Another example of this is Teacher’s Union versus school boards, and other industries as
well. Unfortunately, once we have two parties who potentially have market power, we
can no longer apply our standard demand and supply models. The idea is the following, if
they both have power, thereby can effectively threaten the other, for example the
monopsonist can threaten to have a lock out, while the unions could go into a strike. Well
who has the real threat, what economists term credible (believable) threat? Think about
the lock out of two years ago in the NHL.
There is the additional question of why do we see such a great prevalence of unions even
in industries that are competitive, especially in Canada (Unions in the US has been
falling). One possible answer is that although the firms may be operating in a competitive
output market, they may be the sole or largest employer in the location they are at, which
confers on the firm monopsony powers.
Even then, we still see union formation in large cities. Why? This will lead us into other
market structures, and the idea of power conferred by product differentiation. Think
about the following, is Coca Cola really the same as Pepsi Cola. Is St. Mary’s University,
Mount St. Vincent University, and Acadia University offering the same product? Or
University of Toronto, Ryerson University, and York University?

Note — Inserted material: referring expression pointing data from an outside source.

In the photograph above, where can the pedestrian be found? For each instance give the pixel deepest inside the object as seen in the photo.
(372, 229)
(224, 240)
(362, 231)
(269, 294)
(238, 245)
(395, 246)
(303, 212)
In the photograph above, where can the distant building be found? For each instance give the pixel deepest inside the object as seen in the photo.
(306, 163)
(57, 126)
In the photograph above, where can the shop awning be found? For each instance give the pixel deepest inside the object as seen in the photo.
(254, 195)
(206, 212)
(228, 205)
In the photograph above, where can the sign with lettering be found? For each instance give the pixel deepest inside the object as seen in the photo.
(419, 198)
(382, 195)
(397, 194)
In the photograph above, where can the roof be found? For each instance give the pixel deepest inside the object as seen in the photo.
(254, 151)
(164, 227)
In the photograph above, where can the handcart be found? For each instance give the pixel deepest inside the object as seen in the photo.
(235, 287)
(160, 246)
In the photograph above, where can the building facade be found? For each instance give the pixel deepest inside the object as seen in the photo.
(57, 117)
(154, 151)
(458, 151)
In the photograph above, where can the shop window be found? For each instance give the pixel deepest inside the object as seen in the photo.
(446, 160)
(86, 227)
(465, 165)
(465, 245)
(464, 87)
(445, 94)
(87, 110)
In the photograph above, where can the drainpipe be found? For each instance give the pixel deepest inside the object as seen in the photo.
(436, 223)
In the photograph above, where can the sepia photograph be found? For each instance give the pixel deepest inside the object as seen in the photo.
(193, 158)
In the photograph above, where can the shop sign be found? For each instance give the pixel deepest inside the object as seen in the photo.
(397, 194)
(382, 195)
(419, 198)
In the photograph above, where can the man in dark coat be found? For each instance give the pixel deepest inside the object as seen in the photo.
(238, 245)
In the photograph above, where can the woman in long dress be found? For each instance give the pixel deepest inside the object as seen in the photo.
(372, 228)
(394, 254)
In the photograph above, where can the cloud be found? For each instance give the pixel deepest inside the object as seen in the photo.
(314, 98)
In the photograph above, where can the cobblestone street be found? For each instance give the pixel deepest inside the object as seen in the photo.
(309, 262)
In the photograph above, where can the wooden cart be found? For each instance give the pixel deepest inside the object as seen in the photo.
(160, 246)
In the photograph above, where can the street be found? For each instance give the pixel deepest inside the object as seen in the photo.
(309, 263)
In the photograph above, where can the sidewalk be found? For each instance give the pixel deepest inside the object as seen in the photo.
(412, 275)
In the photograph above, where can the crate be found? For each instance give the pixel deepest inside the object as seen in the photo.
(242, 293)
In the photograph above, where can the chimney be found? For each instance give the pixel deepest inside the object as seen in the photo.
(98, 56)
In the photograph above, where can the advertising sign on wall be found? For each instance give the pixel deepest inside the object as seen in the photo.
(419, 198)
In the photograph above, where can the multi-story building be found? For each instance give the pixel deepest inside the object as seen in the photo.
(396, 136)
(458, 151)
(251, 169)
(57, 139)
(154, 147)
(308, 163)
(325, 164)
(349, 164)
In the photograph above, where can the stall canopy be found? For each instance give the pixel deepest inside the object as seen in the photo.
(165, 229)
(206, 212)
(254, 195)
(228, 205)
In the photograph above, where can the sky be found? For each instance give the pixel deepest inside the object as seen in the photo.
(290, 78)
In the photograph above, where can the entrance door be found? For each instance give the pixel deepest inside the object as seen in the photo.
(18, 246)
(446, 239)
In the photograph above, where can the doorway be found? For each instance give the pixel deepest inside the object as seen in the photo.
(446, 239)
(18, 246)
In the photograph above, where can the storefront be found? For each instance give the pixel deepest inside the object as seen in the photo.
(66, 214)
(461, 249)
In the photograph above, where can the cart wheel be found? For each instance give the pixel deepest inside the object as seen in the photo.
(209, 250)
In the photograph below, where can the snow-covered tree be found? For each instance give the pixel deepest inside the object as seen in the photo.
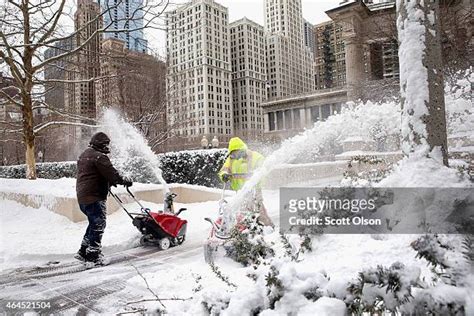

I do not want to leave you with the uncontested notion that unions are always good. Else
it may lead you towards ideals of the ultimate union, a communistic economy. Granted
that, Canadian Economist has found significant evidence that unions has been good to the
general populace, but recall a conjecture I highlighted at the beginning of our school year
that the argument may not hold if we extend our analysis beyond one generation. The
idea behind the conjecture is the following, would an individual who lives through hard
times ensure that their offspring gets the best to rise above their own circumstance then
one who had their circumstance muted by aid. Consider the following empirical
observations found by economist. Through the past decades, the children of parents of
different income groups have virtually remained in their parents’ income brackets If
unions had been so effective, why haven’t we seen more mobility of children away from
different quantiles of income. Why aren’t outcomes more random?